ROMA. La Francia ha vinto solo uno degli otto precedenti contro l'Uruguay, perdendo nella sfida più recente (1-0), che risale al giugno 2013. Didier Deschamps, all'81/a presenza sulla panchina della Nazionale transalpina, sarà chiamato a invertire la tendenza: per lui si tratta di una specie di ritorno al passato, visto che esordì da commissario tecnico nell'agosto 2012, proprio contro la 'Celeste’, anche allora guidata da Tabarez.

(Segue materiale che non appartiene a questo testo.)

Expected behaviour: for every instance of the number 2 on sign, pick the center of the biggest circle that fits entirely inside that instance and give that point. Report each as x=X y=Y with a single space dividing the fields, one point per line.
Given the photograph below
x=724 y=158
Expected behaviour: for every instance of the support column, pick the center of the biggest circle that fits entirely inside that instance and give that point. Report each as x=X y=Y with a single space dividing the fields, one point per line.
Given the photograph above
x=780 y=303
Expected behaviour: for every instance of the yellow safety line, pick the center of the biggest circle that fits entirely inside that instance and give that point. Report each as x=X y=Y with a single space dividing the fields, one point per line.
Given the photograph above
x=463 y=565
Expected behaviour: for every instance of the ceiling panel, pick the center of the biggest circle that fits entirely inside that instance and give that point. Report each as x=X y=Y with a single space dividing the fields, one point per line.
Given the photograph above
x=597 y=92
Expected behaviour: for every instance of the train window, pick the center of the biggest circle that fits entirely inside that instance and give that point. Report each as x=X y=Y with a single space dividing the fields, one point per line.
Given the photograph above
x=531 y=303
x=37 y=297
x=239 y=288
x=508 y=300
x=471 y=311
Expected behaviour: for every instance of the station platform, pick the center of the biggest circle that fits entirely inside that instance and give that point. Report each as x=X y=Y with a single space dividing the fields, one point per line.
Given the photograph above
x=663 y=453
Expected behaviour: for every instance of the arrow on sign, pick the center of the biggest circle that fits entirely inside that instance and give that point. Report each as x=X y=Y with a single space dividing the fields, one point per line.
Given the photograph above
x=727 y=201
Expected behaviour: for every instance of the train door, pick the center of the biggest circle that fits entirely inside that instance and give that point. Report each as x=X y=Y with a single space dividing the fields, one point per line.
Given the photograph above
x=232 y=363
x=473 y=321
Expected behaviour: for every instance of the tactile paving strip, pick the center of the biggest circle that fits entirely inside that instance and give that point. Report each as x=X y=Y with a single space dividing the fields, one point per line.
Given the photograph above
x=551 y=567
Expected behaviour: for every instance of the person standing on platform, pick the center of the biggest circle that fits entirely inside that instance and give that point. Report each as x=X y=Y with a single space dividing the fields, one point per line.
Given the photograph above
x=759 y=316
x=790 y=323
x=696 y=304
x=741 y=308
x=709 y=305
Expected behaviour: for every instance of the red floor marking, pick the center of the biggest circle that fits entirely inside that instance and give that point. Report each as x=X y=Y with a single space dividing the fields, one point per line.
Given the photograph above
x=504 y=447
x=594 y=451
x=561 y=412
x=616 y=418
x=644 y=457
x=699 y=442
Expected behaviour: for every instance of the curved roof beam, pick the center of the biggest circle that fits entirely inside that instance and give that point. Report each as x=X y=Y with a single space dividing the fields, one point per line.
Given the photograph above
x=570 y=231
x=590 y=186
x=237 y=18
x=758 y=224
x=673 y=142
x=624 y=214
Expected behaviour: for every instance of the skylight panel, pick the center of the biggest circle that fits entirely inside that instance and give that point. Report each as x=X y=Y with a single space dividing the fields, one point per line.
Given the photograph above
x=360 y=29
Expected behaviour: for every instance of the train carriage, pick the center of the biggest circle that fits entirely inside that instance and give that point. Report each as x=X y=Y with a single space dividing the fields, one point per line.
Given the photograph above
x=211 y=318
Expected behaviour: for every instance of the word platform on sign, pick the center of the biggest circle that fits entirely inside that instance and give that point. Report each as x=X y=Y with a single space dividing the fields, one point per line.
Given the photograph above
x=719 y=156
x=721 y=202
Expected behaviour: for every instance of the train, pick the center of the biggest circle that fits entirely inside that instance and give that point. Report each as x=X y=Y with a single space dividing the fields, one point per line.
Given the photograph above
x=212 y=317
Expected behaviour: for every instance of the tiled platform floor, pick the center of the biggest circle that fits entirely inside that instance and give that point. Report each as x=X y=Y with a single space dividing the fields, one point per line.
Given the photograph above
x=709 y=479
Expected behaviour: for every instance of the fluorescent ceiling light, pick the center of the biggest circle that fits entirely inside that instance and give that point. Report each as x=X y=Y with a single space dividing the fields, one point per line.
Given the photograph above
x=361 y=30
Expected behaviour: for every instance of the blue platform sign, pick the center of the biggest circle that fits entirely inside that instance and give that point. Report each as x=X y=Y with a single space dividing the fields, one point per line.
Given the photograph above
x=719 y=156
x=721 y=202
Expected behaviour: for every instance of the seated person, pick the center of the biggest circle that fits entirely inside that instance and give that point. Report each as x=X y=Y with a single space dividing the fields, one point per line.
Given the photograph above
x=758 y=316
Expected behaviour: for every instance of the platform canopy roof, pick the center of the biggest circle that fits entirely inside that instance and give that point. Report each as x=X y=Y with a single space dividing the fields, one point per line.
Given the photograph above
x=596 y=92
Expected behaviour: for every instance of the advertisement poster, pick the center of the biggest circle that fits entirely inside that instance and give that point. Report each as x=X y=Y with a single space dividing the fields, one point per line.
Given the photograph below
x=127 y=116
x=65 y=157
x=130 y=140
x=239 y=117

Corsi e ricorsi storici, che rendono il quarto di finale mondiale a Nizhny Novgorod una partita dai contorni suggestivi. Se a questo si aggiunge che la Francia è imbattuta nelle ultime nove sfide disputate contro formazioni sudamericane, allora il quadro è completo e diventa più indecifrabile. Deschamps, per piegare la migliore difesa del torneo (un solo gol subito), si affiderà ad Antoine Griezmann e Kylian Mbappé (nella foto a destra): il primo, grande tifoso del Penarol Montevideo, ha segnato sei gol nelle ultime cinque presenze collezionate durante la fase a eliminazione diretta di grandi tornei per nazioni; Mbappé, che adesso si capisce perché il PSG un anno fa lo volle a tutti i costi dal Monaco, pagandolo 180 milioni, è a tre reti in Russia, messe a segno in cinque tiri. Solo Pelè, a Svezia '58 (sei reti), fece meglio di lui da Under 20. Numeri a parte, l'Uruguay non fa dormire sonni tranquilli, né a Deschamps e neppure ai francesi. "Possiamo definirci una squadra competitiva perché, in ogni importante competizione per Nazionali, noi riusciamo sempre ad approdare alla fase a eliminazione diretta - ha ammesso il ct dei 'Bleus' -. Nel 2014 siamo usciti per mano della Germania, che invece abbiamo eliminato all'Europeo di due anni fa in semifinale. Quello, però, era un altro avversario. L'Uruguay è una squadra sudamericana, molto difficile da affrontare, ci troveremo di fronte avversari solidi e aggressivi. L'Uruguay non è l'Argentina, per noi le difficoltà aumenteranno, anche in relazione

alle ambizioni dei nostri avversari". La Francia, per sperare nella qualificazione al turno successivo, si affiderà allo stesso schieramento che ha stroncato le ambizioni dell'Argentina negli ottavi, fatta eccezione per Matuidi, squalificato: davanti al portiere Lloris giocheranno Pavard, Varane, Umtiti e Lucas Hernandez (da destra a sinistra) in difesa; Tolisso, Kantè e Pog- ba a centrocampo; Mbappè, Giroud, Griezmann in avanti.